Jostein Gaarder was born in Oslo, Norway, in 1952. He taught high school philosophy for several years, before publishing a collection of short stories in 1986 and, shortly thereafter, his first two novels, The Solitaire Mystery and Sophie's World, and several others since then. He lives in Oslo with his family.

Book Synopsis

A classic page-turner that explores what it means to live in our modern world, available for the first time as an audiobook

Publishers Weekly

This long, dense novel, a bestseller in the author's native Norway, offers a summary history of philosophy embedded in a philosophical mystery disguised as a children's book-but only sophisticated young adults would be remotely interested.

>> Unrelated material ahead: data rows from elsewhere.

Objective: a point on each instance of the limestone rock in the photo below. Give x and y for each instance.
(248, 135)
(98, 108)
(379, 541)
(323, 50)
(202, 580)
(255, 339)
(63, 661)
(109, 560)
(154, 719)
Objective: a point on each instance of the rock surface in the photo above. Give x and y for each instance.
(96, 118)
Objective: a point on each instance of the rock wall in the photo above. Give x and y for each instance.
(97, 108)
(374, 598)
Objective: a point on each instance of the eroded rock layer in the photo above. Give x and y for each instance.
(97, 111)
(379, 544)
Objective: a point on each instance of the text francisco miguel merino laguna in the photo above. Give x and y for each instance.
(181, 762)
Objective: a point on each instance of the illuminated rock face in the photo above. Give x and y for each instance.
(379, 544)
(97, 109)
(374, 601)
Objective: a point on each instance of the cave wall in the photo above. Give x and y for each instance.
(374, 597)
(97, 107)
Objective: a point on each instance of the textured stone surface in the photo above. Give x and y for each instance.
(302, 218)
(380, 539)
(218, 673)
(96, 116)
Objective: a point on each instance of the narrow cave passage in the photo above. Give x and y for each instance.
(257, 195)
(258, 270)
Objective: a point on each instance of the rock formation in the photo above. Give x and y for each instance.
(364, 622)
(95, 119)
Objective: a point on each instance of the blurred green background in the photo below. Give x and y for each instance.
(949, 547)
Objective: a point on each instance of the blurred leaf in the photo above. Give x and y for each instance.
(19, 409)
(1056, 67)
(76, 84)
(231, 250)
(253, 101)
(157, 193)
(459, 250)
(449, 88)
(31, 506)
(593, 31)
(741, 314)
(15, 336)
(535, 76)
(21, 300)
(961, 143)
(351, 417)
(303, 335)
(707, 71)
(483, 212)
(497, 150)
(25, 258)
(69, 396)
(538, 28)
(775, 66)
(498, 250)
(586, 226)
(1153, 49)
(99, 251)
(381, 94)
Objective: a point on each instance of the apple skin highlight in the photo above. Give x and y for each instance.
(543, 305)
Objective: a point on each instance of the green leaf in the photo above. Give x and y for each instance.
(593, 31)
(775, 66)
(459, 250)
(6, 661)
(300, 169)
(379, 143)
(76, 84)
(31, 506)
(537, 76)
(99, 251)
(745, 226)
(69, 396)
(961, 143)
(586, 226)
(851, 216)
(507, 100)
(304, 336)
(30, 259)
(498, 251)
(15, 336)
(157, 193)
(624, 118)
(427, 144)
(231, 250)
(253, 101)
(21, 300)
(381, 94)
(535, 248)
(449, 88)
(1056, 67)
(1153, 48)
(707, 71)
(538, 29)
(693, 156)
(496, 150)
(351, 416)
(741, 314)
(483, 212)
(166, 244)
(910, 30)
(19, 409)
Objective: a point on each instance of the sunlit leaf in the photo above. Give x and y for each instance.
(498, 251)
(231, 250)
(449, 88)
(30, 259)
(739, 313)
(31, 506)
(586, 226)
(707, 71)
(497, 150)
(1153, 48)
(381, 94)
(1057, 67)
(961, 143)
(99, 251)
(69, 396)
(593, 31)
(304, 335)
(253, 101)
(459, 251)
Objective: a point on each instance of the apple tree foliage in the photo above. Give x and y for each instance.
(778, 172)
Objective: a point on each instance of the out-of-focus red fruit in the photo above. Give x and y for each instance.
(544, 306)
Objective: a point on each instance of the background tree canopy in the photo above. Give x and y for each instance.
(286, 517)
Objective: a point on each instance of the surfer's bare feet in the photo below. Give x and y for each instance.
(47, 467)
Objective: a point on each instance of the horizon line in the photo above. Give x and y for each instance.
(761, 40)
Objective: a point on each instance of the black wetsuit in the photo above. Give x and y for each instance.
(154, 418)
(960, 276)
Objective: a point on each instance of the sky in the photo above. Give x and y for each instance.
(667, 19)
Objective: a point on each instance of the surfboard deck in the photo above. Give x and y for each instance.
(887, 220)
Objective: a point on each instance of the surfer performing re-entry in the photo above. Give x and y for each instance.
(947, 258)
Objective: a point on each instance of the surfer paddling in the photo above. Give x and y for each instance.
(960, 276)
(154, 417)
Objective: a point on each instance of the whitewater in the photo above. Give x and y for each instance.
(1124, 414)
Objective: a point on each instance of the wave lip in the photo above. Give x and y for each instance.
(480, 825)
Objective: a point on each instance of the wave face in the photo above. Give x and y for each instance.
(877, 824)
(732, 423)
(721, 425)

Sophie Amundsen is about to turn 15 when she receives a letter from one Alberto Knox, a philosopher who undertakes to educate her in his craft. Sections in which we read the text of Knox's lessons to Sophie about the pre-Socratics, Plato and St. Augustine alternate with those in which we find out about Sophie's life with her well-meaning mother. Soon, though, Sophie begins receiving other, stranger missives addressed to one Hilde Moller Knag from her absent father, Albert. As Alberto Knox's lessons approach this century, he and Sophie come to suspect that they are merely characters in a novel written by Albert for his daughter. Teacher and pupil hatch a plot to understand and possibly escape from their situation; and from there, matters get only weirder. Norwegian philosophy professor Gaarder's notion of making a history of philosophy accessible is a good one. Unfortunately, it's occasionally undermined by the dry language he uses to describe the works of various thinkers and by an idiosyncratic bias that gives one paragraph to Nietzsche but dozens to Sartre, breezing right by Wittgenstein and the most influential philosophy of this century, logical positivism. Many readers, regardless of their age, may be tempted to skip over the lessons, which aren't well integrated with the more interesting and unusual metafictional story line. Author tour. (Sept.)